American film critics detest violent movies—unless there’s an antisocial message involved. TAC correspondent Mike D’Virgilio looks at critical reactions to violence in movies.

Screen image from 'No Country for Old Men'

With Sunday’s worst ever viewed Academy Awards in the rear view mirror, it’s a good time to reflect on the violence-dredged movies that were at the top of Hollywood’s heap this year. Certainly the depressing, grim fare nominated for most of the awards did not encourage audiences to tune in.

Just as the Motion Picture Academy is clearly disengaged from the tastes and preferences of its audience, so are America’s mainstream media film critics.

In fact one of the most violent films nominated this year, No Country for Old Men, won all the marbles after receiving nearly universally laudatory reviews. S. T. Karnick, the proprietor of this fine web establishment, has an excellent review of this movie you can read below. He rightly points out that the film can be difficult for audience members to watch because of the “powerful violence."

I haven’t seen any of the nominees for Best Picture, but have heard plenty about them. An article in last Saturday’s Wall Street Journal caught my attention with it’s title, “And the Oscar Goes to . . . Blood and Guts.” The article points out that most critics have no problem with the violence in the film, seeing it as “cinematic artistry,” as one critic put it.

The author, Jason Riley, doesn’t mind violence in movies per se, but he finds the startling realism and the objective of filmmakers to “disturb” audiences troubling. Violence in moves used to be more like “movie violence,” he says, something that propelled the story forward and pumped up the spectacle, rather than practically being an end in and of itself.

That is a good analysis of the difference between violence in films then and today—certainly sensationalism has taken over the cinema in the past half-century in all ways. 

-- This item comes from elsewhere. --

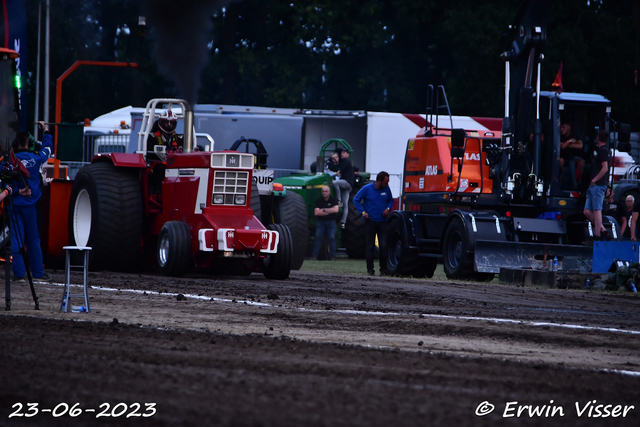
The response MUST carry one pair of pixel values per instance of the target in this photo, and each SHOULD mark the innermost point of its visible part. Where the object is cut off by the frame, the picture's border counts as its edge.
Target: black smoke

I didn’t think much about this until it struck me some time after reading the piece that a few years ago critics were not so sanguine about movie violence. Well, one movie’s violence to be exact: The Passion of the Christ. I remember several critics railing against Mel Gibson’s use of violence as being “pornographic."

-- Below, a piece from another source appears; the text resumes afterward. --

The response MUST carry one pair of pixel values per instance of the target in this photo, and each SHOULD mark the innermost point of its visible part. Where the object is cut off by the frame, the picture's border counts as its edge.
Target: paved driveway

Screen image from 'The Passion of the Christ'

I saw that accusation on more than one occasion. Plenty of other critics found the violence offensive, but used other terms to convey their displeasure.

I find it interesting that when graphic violence is used to reflect on the Christian savior’s suffering it is unacceptable, but when it is used in the service of nihilism it is artistic and perfectly justified no matter how salacious. Of course the hypocrisy and double standards of the mainstream media are old news, but it is striking to see such an obvious example of this critical imbalance, especially considering the beating Gibson took from critics.